Athena is an open-source implementation of end-to-end Automatic Speech Recognition (ASR) engine. Currently this project supports training and decoding of Connectionist Temporal Classification (CTC) based model, transformer-basesd encoder-decoder model and Hybrid CTC/attention based model, and unsupervised pretraning.
Our vision is to empower both industrial application and academic research on end-to-end models for speech recognition. To make ASR accessible to everyone, we're also releasing some example implementation based on some opensource dataset, like HKSUT, Librispeech
All of our models are implemented in Tensorflow>=2.0.0.
- Athena
- Hybrid CTC/Transformer based end-to-end ASR
- Speech-Transformer
- Unsupervised pretraining
This project has only been tested on Python 3. We highly recommend creating a virtual environment and installing the python requirements there.
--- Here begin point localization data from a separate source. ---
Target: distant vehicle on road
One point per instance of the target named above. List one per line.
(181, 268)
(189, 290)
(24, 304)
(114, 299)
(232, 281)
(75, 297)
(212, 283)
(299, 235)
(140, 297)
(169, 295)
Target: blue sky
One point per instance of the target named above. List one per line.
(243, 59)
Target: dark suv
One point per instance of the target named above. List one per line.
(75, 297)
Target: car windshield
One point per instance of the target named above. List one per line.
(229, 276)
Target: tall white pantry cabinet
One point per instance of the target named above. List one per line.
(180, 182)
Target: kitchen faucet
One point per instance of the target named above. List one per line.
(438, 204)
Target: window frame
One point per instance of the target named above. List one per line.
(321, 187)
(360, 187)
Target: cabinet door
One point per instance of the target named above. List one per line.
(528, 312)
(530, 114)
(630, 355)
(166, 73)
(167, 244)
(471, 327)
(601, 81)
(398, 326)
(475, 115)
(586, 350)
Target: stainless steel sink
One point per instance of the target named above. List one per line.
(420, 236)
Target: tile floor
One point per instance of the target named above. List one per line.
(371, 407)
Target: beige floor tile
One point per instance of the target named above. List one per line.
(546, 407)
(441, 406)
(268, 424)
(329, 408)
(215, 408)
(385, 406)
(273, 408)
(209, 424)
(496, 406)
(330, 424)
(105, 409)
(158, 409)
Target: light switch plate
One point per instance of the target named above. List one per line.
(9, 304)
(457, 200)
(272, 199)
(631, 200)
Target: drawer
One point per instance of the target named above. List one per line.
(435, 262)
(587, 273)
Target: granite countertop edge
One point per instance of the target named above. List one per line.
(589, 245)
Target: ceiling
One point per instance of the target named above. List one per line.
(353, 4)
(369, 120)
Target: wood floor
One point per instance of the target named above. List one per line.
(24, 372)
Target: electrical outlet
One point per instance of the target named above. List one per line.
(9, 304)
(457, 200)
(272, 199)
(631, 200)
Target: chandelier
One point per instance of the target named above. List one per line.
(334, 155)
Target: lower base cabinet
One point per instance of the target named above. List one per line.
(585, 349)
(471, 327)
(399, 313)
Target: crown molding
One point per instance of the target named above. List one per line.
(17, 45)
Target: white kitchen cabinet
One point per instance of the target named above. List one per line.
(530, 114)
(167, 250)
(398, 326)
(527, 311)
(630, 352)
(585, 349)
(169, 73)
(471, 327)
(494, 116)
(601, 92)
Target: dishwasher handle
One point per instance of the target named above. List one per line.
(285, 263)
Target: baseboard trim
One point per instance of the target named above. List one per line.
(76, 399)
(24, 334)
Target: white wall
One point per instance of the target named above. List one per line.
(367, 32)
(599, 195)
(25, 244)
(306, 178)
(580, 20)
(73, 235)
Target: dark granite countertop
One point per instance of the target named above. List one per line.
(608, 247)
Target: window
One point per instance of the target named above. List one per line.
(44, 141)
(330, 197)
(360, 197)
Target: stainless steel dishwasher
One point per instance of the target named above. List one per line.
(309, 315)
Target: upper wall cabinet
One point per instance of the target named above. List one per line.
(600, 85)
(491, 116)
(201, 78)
# Setting up virtual environment
python -m venv venv_athena
source venv_athena/bin/activate
For more information, you can checkout the tensorflow website
# we highly recommend firstly update pip
pip install --upgrade pip
pip install tensorflow==2.0.0
For multiple GPU/CPU training You have to install the horovod, you can find out more information from the horovod website
git clone https://github.com/athena-team/athena.git
cd athena
pip install -r requirements.txt
python setup.py bdist_wheel sdist
python -m pip install --ignore-installed dist/athena-0.1.0*.whl
- Once athena is successfully installed , you should do
source tools/env.sh
firstly before doing other things. - For installing some other supporting tools, you can check the
tools/install*.sh
to install kenlm, sph2pipe, spm and ... [Optional]
- On a single cpu/gpu
source tools/env.sh
python examples/translate/spa-eng-example/prepare_data.py examples/translate/spa-eng-example/data/train.csv
python athena/main.py examples/translate/spa-eng-example/transformer.json
- On multiple cpu/gpu in one machine (you should make sure your hovorod is successfully installed)
source tools/env.sh
python examples/translate/spa-eng-example/prepare_data.py examples/translate/spa-eng-example/data/train.csv
horovodrun -np 4 -H localhost:4 athena/horovod_main.py examples/translate/spa-eng-example/transformer.json
- If you see errors such as
ERROR: Cannot uninstall 'wrapt'
while installing TensorFlow, try updating it using commandconda update wrapt
. Same for similar dependencies such asentrypoints
,llvmlite
and so on. - You may want to make sure you have
g++
version 7 or above to make sure you can successfully install TensorFlow.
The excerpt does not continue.